Sine of the times: Mysterious 3,700yo tablet reveals ancient Babylonian trigonometry  (VIDEO)
The mystery of a numerically-coded Babylonian tablet has been cracked, with scientists in Australia revealing the 3,700-year-old clay artifact is the world’s oldest trigonometry table.

Discovered by 20th century archaeologist Edgar Banks, the ancient clay fragment, known as Plimpton 322, has puzzled scientists for decades.

Now researchers from University of New South Wales, Australia, say the tablet is actually the earliest known trigonometric table, predating Hellenistic models by 1,000 years.

READ MORE: Ancient clay used by aboriginal Canadians could fight antibiotic-resistant bacteria – study

Consisting of four columns, the palm-sized ancestor to the familiar Sine, Cosine and Tangent trigonometry functions displays 15 rows of inscribed numbers and uses a sexagesimal numeral system.

Normally held at Columbia University in New York, the tablet’s uses are detailed in a Historia Mathematica journal study.

The clay relic was most likely used in the construction of buildings to determine the ratio of angles.

NSW researchers Dr Daniel Mansfield and professor Norman Wildberger say the identification of a pattern called “Pythagorean triples” was a key clue to pinpointing the tablet’s purpose.

“Our research reveals that Plimpton 322 describes the shapes of right-angle triangles using a novel kind of trigonometry based on ratios, not angles and circles. It is a fascinating mathematical work that demonstrates undoubted genius,” Dr Mansfield said.

He added: “The tablet not only contains the world’s oldest trigonometric table; it is also the only completely accurate trigonometric table, because of the very different Babylonian approach to arithmetic and geometry.”

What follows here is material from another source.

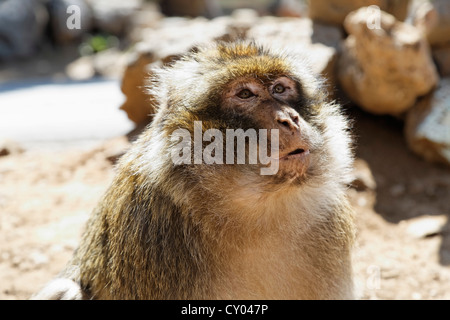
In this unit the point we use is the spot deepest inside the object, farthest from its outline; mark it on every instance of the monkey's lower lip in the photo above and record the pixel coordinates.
(296, 154)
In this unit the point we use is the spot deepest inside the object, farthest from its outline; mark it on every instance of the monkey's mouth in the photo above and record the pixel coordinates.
(298, 153)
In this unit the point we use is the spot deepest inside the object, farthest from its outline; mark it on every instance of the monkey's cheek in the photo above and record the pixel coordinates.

Wildberger said the Babylonian relic was created before the studies of Greek astronomer Hipparchus, who is regarded as the founding father of trigonometry.

READ MORE: Babylonians used astronomy techniques 1,500yrs ahead of Europeans

“Plimpton 322 predates Hipparchus by more than 1,000 years,” Wildberger said. “It opens up new possibilities not just for modern mathematics research, but also for mathematics education.

“A treasure-trove of Babylonian tablets exist, but only a fraction of them have been studied yet. The mathematical world is only waking up to the fact that this ancient but very sophisticated mathematical culture has much to teach us.”